Doble imprudencia letal
El siniestro ocurrió el pasado jueves, 19 de febrero, minutos antes de la medianoche, en el kilómetro 128+300, cerca de la entrada a la vereda Los Vados. De acuerdo con el informe preliminar, Gustavo se movilizaba en una Yamaha MT-09, de placa CSA 26G, mientras que Kevin Jesús Castro Flórez conducía una Honda CBR 650. Ambos transitaban a alta velocidad por ese sector.
La Yamaha avanzaba ligeramente inclinada hacia el costado derecho del carril. Este modelo puede superar los 200 kilómetros por hora, por lo que el tiempo de reacción habría sido mínimo cuando Gustavo advirtió que, de frente, se aproximaba una motocicleta AKT con dos personas a bordo.
Se trataba de Joselín y su acompañante, quienes se desplazaban en una moto negra, presuntamente en contravía y con las luces apagadas. Esta imprudencia, sumada al exceso de velocidad, habría sido determinante en el trágico desenlace.
Tras el impacto, la pareja salió expulsada hacia el costado derecho de la vía, sobre el césped.
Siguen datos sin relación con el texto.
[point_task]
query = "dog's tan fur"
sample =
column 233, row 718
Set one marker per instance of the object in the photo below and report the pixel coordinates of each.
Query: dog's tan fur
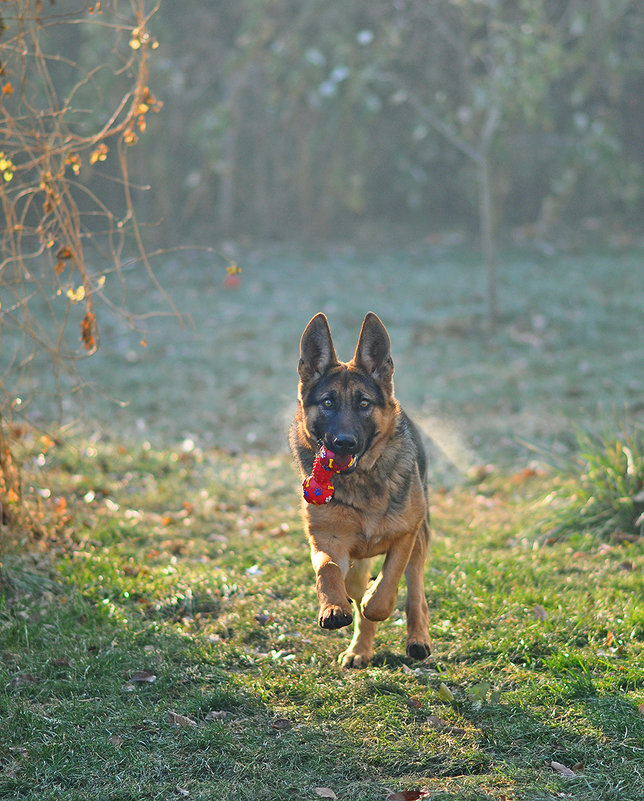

Joselín cayó cerca de un matorral, junto a su casco, que se destrozó sin poder evitar su muerte. La mujer fue proyectada unos 30 metros más adelante; su cuerpo quedó tendido bocabajo en una zanja, junto a la motocicleta partida en dos, en un trayecto marcado por manchas de aceite.
También: Se la trajeron desde Antioquia: camioneta robada fue recuperada en Cúcuta
Gustavo recorrió la mayor distancia. Tras la colisión, su moto se desvió en diagonal hacia el carril izquierdo, dejando a su paso piezas de la carrocería, marcas en el asfalto y en la tierra del separador. Recorrió más de 100 metros hasta detenerse en la berma.
La Honda, por su parte, sufrió un fuerte golpe frontal que desprendió la farola delantera y causó graves daños en el costado izquierdo y el manubrio, aunque sin comparación con la motocicleta Yamaha, que terminó incinerada.
Según testigos, la gasolina que se derramó del tanque y las chispas producidas por el roce del metal contra el asfalto habrían provocado el incendio. La moto ardió mientras el cuerpo de Gustavo yacía cerca.
El cadáver fue arrastrado lejos de las llamas, pero el fuego alcanzó a dejar marcas en uno de sus zapatos. La luz del incendio iluminaba ese tramo oscuro de la carretera hasta que llegaron amigos y compañeros de Gustavo y Kevin. Este último fue hallado metros más adelante, con lesiones producto del choque y la caída.
Le puede interesar: Atraco de película en la vía a Ocaña: persecución terminó con múltiples choques
“¡No, no, Gordo, no!”, gritaba una mujer que presenció el accidente, implorando que Gustavo reaccionara. Sin embargo, ya no había nada que hacer.
Kevin fue trasladado en ambulancia a un centro asistencial, donde continúa en recuperación. La comunidad recorrió los alrededores con linternas de celulares hasta ubicar los cuerpos de la pareja y alertar a las autoridades.
Posteriormente, realizaron la inspección técnica, el levantamiento de los cadáveres y la inmovilización de las motocicletas, que quedaron bajo custodia de la Policía de Tránsito. Se espera que, además de ser reclamadas por sus familias, puedan ser requeridas por la Fiscalía que ya avanza en el esclarecimiento de este caso.